Neo Noir
| USA
| 1986
| Jim McBride
| Dennis Quaid
| John Goodman
| Marc Lawrence
| Ned Beatty
| Ellen Barkin
| Grace Zabriskie
Bewertung
****
Originaltitel
The Big Easy
Kategorie
Neo Noir
Land
USA
Erscheinungsjahr
1986
Darsteller
Dennis Quaid, Ellen Barkin, Ned Beatty, John Goodman, Lisa Jane Persky
Regie
Jim McBride
Farbe
Farbe
Laufzeit
96 min
Bildformat
Widescreen
New Orleans, Louisiana: Im stadtbekannten Brunnen auf dem Piazza d’Italia findet man eines Nachts die Leiche von Freddie Angelo (Jim Chimento). Lieutenant Det. Remy McSwain (Dennis Quaid) identifiziert den Toten sofort als eben jenen Profikiller, der sich seit 20 Jahren beim Mafiaboss Vinnie „The Cannon“ Di Motti (Marc Lawrence) in fester Anstellung befindet und lässt sich von Detective McCabe (Lisa Jane Persky) über die spärlichen Indizien zum Tathergang ins Bild setzen. Alles deutet auf einen Mord zwischen rivalisierenden Drogenkartellen hin, die sich die Vorherrschaft streitig machen, mehr oder minder ein Routinefall. Doch am nächsten Morgen sitzt die Staatsanwältin Anne Osborne (Ellen Barkin) in McSwains Büro. Und in der Abteilung unter Leitung von Police Captain Jack Kellom (Ned Beatty), in der ein gemütlich familiärer Ton vorherrscht, weiß man, dass sie einer Sonderkommission zur Untersuchung von Polizeikorruption in der Stadt angehört. Schon im ersten Gespräch bekommt der in New Orleans gebürtige McSwain einen Eindruck davon, inwieweit er mit der ambitionierten und seriösen Osborne ein Auskommen findet – oder eben nicht. Unter dem Vorwand, mit ihr den Fall Freddie Angelo zu besprechen, lädt er deshalb die junge Frau aus dem Norden zum Abendessen in ein populäres Musiklokal ein. Hier kann der Lieutenant das Restaurant ohne Begleichen einer Rechnung wieder verlassen, was die Staatsanwältin überaus humorlos nimmt. Aber kaum hat sie sich an einer Straßenecke ihres Viertels von McSwain absetzen lassen, kommt es zu einem unerwarteten Zwischenfall…
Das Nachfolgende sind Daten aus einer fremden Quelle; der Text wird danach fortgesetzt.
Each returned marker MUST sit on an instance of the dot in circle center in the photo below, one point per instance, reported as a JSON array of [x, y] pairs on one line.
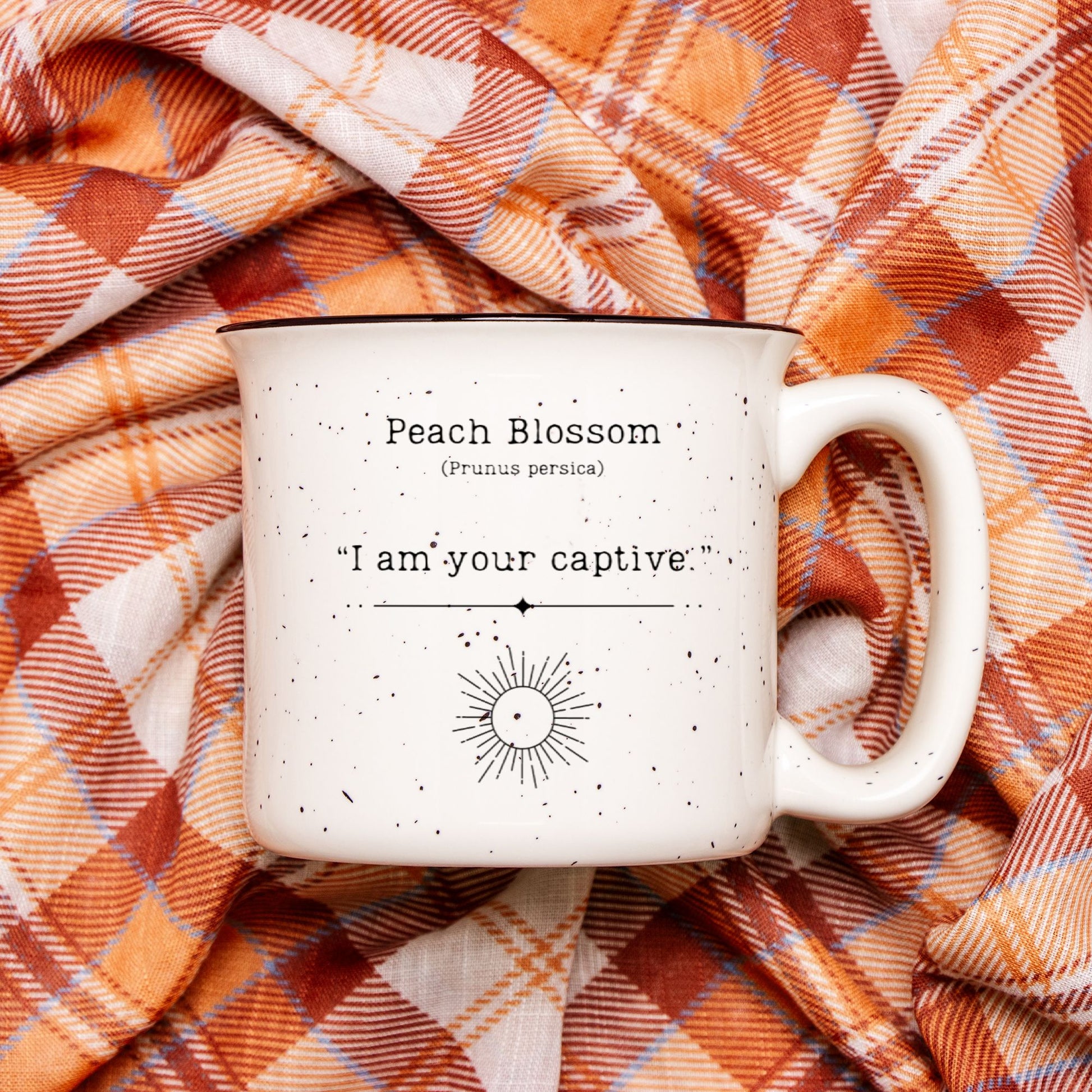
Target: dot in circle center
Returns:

“The Big Easy is a fairly respected, medium-to-high-budgeted 80s Neo-Noir classic, or at least a near-classic”, heißt es in Junta Juleil’s Culture Shock und sein Autor stellt die Behqauptung zur Diskussion. Kurz zuvor hatte der Regisseur und Drehbuchautor Richard Tuggle den Schauplatz New Orleans für seinen Neo Noir Der Wolf hetzt die Meute (USA 1984) - in den Hauptrollen Clint Eastwood und Geneviève Bujold - schon ausgelotet und einen beeindruckenden Thriller zuwege gebracht. The Big Easy sollte ursprünglich Windy City heißen und in Chicago spielen; der Wechsel nach New Orleans machte daraus einen anderen und einen besonderen Film. Sein endgültigerTitel steht synonym für die Stadt selbst und beschreibt das Lebensgefühl in ihr, die Unbeschwertheit der Mentalität ihrer Einwohner. Insofern ist der deutsche Kinotitel Der große Leichtsinn tendeziell irreführend und auch der DVD-Titel The Big Easy - Verführerischer Nervenkitzel trägt wenig zum Verständnis des Werks bei. Als Thriller bewegt sich The Big Easy in auffälliger Korrespondenz zu Tuggles Der Wolf hetzt die Meute - ein erfahrener Polizist muss mit einer ihm unbekannten Beamtin zusammenarbeiten, mit der es einerseits zu erotischen Spannungen und andererseits zu Rivalitäten kommt. Doch die Charaktere erweisen sich erst in der zweiten Hälfte als komplexer, als eingangs gedacht. Auch ist der Kriminalfall als Treibstoff der Handlung nicht erotisch motiviert, vielmehr geht es um Drogenhandel, Polizeikorruption und Mord.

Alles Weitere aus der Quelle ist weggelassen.